Brooklyn Tech is known for cultivating high-performing extracurricular teams such as Debate and Mock Trial, who win national awards and retain spots on statewide leaderboards. Often unrecognized though, are Tech’s top-ranking step teams.
Step is a form of dance in which participants use their bodies as instruments to produce rhythms and sounds through footsteps, handclaps, and chants. Step uses elements of breakdancing, gymnastics, and tap dancing. It is an innovative sport that originated in the mid-20th century, primarily in African-American communities. The sport began to grow in popularity following the first national stepping contest, which aired in 1992. Since then, step has spread to Latinx and Asian cultures and continues to grow in popularity across the globe.

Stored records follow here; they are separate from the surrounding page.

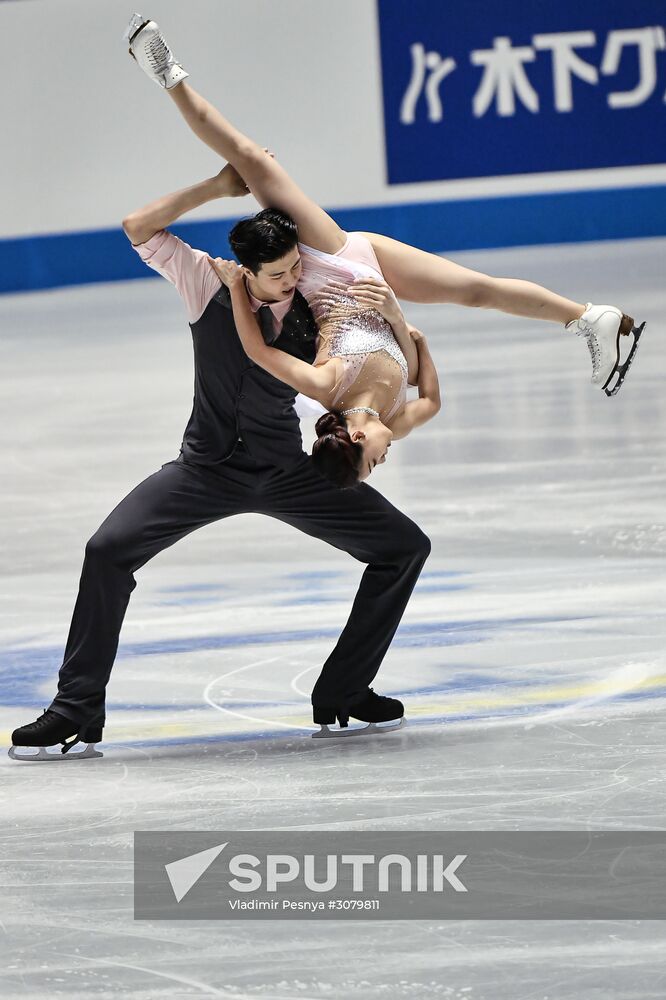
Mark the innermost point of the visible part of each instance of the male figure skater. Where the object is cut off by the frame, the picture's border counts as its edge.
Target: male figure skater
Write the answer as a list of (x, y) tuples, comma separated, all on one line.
[(241, 452)]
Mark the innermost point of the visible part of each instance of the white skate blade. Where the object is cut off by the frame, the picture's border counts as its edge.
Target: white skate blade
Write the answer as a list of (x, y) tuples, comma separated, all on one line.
[(622, 365), (372, 729), (42, 754)]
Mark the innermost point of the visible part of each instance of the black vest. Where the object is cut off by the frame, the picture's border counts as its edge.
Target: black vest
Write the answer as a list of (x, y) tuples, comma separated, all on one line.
[(236, 399)]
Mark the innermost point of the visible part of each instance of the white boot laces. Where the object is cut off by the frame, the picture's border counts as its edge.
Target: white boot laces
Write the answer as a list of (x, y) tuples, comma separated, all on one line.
[(159, 54), (595, 353)]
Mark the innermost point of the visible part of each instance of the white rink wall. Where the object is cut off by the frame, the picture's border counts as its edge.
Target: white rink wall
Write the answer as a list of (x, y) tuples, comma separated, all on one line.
[(87, 137)]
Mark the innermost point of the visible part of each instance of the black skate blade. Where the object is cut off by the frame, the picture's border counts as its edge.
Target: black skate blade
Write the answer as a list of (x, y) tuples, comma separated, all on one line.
[(372, 729), (41, 754), (612, 387)]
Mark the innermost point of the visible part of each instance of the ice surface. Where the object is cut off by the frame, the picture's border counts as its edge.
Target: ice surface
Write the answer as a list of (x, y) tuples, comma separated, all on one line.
[(531, 659)]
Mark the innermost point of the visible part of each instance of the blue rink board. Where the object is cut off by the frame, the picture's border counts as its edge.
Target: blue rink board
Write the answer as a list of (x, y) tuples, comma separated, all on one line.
[(50, 261)]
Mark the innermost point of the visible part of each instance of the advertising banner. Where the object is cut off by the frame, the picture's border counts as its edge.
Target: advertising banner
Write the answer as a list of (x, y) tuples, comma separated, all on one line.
[(483, 89)]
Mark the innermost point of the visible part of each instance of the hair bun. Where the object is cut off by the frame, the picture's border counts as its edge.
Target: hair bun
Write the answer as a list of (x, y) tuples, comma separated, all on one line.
[(328, 423)]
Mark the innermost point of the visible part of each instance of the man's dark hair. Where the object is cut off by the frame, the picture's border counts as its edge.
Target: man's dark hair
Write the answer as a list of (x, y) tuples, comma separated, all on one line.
[(334, 454), (263, 238)]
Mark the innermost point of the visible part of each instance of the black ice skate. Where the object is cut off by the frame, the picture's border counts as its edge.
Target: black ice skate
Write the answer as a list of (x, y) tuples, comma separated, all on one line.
[(383, 715), (31, 742)]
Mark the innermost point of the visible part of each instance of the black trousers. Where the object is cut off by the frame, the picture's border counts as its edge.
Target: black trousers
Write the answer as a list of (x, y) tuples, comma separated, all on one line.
[(182, 497)]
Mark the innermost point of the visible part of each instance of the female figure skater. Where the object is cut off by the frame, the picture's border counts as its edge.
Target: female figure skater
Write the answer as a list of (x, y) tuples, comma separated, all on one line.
[(357, 356), (360, 367)]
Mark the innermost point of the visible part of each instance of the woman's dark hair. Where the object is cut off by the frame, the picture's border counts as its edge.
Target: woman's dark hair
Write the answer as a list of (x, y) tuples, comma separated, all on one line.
[(263, 238), (334, 454)]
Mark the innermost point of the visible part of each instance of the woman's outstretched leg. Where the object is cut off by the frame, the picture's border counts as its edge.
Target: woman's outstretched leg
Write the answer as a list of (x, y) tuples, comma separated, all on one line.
[(267, 180), (417, 276)]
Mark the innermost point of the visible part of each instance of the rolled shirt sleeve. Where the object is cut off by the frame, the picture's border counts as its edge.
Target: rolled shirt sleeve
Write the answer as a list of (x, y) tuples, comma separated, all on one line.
[(186, 268)]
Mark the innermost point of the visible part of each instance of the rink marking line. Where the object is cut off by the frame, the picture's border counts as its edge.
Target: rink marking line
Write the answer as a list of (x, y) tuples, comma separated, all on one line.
[(449, 710), (210, 990)]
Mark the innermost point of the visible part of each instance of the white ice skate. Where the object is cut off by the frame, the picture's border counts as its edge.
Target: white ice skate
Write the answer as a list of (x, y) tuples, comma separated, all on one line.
[(604, 327), (370, 729), (32, 742), (148, 46)]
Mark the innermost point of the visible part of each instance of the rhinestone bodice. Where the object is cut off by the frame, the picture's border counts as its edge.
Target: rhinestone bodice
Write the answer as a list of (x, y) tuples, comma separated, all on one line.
[(361, 338)]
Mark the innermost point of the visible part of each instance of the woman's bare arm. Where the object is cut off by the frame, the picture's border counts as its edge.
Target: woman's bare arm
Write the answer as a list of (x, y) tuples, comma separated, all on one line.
[(429, 402), (268, 181), (375, 294)]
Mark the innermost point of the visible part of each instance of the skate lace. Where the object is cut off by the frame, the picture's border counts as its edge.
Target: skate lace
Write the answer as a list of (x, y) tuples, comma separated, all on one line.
[(43, 719), (159, 53), (595, 353)]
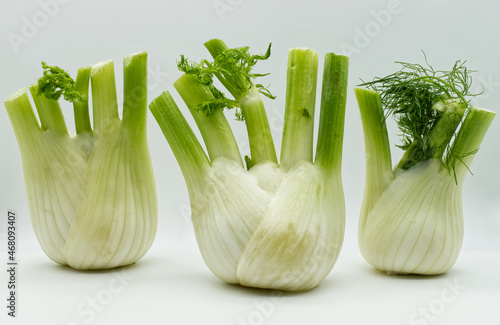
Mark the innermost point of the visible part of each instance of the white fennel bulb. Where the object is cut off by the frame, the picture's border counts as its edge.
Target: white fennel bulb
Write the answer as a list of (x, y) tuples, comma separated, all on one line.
[(268, 225), (91, 196), (411, 219)]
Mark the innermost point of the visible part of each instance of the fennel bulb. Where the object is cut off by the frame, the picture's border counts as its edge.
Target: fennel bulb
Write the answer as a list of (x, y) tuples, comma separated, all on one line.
[(411, 219), (92, 196), (270, 225)]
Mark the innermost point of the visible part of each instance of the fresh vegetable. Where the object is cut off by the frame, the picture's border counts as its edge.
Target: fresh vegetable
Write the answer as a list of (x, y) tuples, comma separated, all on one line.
[(92, 196), (411, 219), (270, 225)]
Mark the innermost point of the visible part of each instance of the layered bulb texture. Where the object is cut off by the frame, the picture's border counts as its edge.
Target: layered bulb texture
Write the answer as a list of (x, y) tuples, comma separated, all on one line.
[(92, 196), (268, 225), (411, 218)]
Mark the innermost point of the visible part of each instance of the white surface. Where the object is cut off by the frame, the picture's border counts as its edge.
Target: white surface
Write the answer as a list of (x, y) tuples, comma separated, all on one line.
[(171, 286), (174, 287)]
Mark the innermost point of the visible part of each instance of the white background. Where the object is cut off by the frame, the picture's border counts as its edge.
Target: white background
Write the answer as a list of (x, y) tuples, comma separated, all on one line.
[(373, 33)]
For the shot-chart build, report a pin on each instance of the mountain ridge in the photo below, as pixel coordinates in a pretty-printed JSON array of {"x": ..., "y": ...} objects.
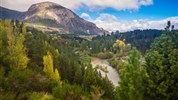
[{"x": 53, "y": 15}]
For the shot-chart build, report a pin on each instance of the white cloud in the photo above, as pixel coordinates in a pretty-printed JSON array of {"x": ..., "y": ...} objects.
[
  {"x": 85, "y": 16},
  {"x": 123, "y": 25},
  {"x": 107, "y": 17},
  {"x": 23, "y": 5}
]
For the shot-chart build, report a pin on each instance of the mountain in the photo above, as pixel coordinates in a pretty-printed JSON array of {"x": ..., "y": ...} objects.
[
  {"x": 10, "y": 14},
  {"x": 53, "y": 15}
]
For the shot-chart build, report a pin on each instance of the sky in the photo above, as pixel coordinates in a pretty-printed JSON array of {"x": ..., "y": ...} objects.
[{"x": 112, "y": 15}]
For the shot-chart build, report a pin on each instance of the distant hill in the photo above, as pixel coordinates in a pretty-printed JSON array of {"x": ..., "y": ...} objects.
[{"x": 53, "y": 15}]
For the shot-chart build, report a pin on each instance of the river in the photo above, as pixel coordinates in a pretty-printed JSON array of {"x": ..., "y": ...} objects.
[{"x": 112, "y": 73}]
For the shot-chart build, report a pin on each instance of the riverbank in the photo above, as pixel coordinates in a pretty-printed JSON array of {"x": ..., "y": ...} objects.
[{"x": 112, "y": 74}]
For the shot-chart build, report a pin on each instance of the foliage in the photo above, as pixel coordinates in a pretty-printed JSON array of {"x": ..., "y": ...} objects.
[
  {"x": 162, "y": 62},
  {"x": 48, "y": 67},
  {"x": 131, "y": 85}
]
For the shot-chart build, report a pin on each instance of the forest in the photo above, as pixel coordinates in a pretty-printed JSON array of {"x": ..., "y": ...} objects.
[{"x": 39, "y": 66}]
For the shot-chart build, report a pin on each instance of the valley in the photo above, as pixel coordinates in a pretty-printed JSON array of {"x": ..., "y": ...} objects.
[{"x": 51, "y": 52}]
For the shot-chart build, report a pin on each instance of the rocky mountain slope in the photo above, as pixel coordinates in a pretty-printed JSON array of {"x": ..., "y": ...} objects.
[{"x": 53, "y": 15}]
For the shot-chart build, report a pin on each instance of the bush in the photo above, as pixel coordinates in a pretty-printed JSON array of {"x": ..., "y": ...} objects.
[{"x": 104, "y": 55}]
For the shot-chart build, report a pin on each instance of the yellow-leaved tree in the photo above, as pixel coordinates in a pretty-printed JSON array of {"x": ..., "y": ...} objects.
[
  {"x": 49, "y": 69},
  {"x": 119, "y": 45}
]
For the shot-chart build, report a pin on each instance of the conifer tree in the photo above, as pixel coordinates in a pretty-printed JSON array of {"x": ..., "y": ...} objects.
[{"x": 49, "y": 69}]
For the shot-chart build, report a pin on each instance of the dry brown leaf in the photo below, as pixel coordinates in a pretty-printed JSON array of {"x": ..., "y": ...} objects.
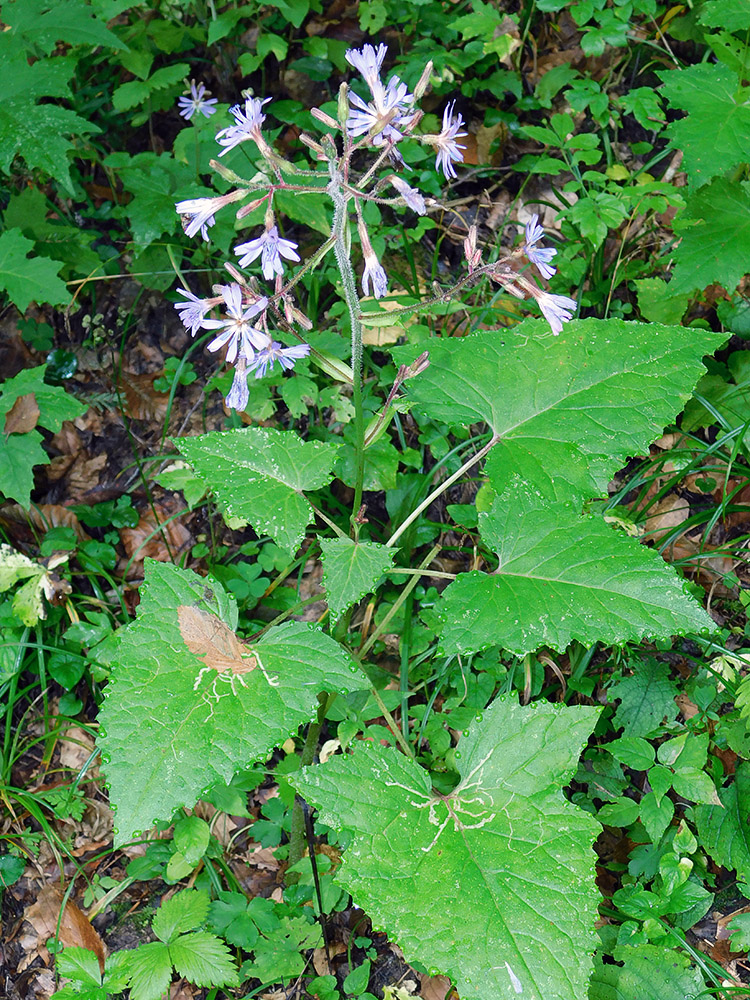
[
  {"x": 670, "y": 512},
  {"x": 686, "y": 706},
  {"x": 41, "y": 518},
  {"x": 141, "y": 400},
  {"x": 75, "y": 928},
  {"x": 181, "y": 991},
  {"x": 146, "y": 538},
  {"x": 22, "y": 417},
  {"x": 83, "y": 474},
  {"x": 320, "y": 959}
]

Tech has a male and female competitive step team: Organized Chaos and the Lady Dragons, respectively. Both teams have won a myriad of prestigious step competitions, including Youth Step, Battle in the Apple, Greek Alliance, Zeta Phi Beta, and the National Step League Championships.
Steppers are typically placed into divisions based on grade level. However, in national competitions, teams are divided into male, female, and co-ed sections. Steppers are generally judged on a criteria of complexity, creativity, precision, synchronization, enthusiasm, and vocal clarity. In certain competitions, they are also judged on entrance and crowd participation.
At Tech, the step teams meet every other day. Practice begins with team members lining up in squads to greet their coaches and captains. Warmups consist of running stairs, stretching, jumping jacks, push-ups, and stomp drills. They then separate into squads again to rehearse their step combinations.
The Lady Dragons team has four levels: Babies, Wyrmlings, Exhibition, and Competition. The Exhibition squad performs shows inside and outside the school, while the Competition squad professionally competes. Members typically start in the Babies squad, but mobility between these groups is not rigid. Steppers are evaluated on their skills each year, as only captains are guaranteed spots on the team. Steppers are expected to show up to every practice, exert 100% effort into their dances, and embody a collaborative team player that adds their personal flair if they hope to remain on the team.
Regardless of the commitment, step means more to its participants than any ordinary extracurricular activity. “The team has given me an outlet to express myself. I’m not a very outgoing or loud person, but when I’m on stage I can be whoever I want. It’s also given me a family: being a Black student at Tech, you spend most of your day with people who don’t look like you or relate to you as much. It was isolating, especially freshman year, so the team provides me with that,” Mary Kareem (‘22) explained.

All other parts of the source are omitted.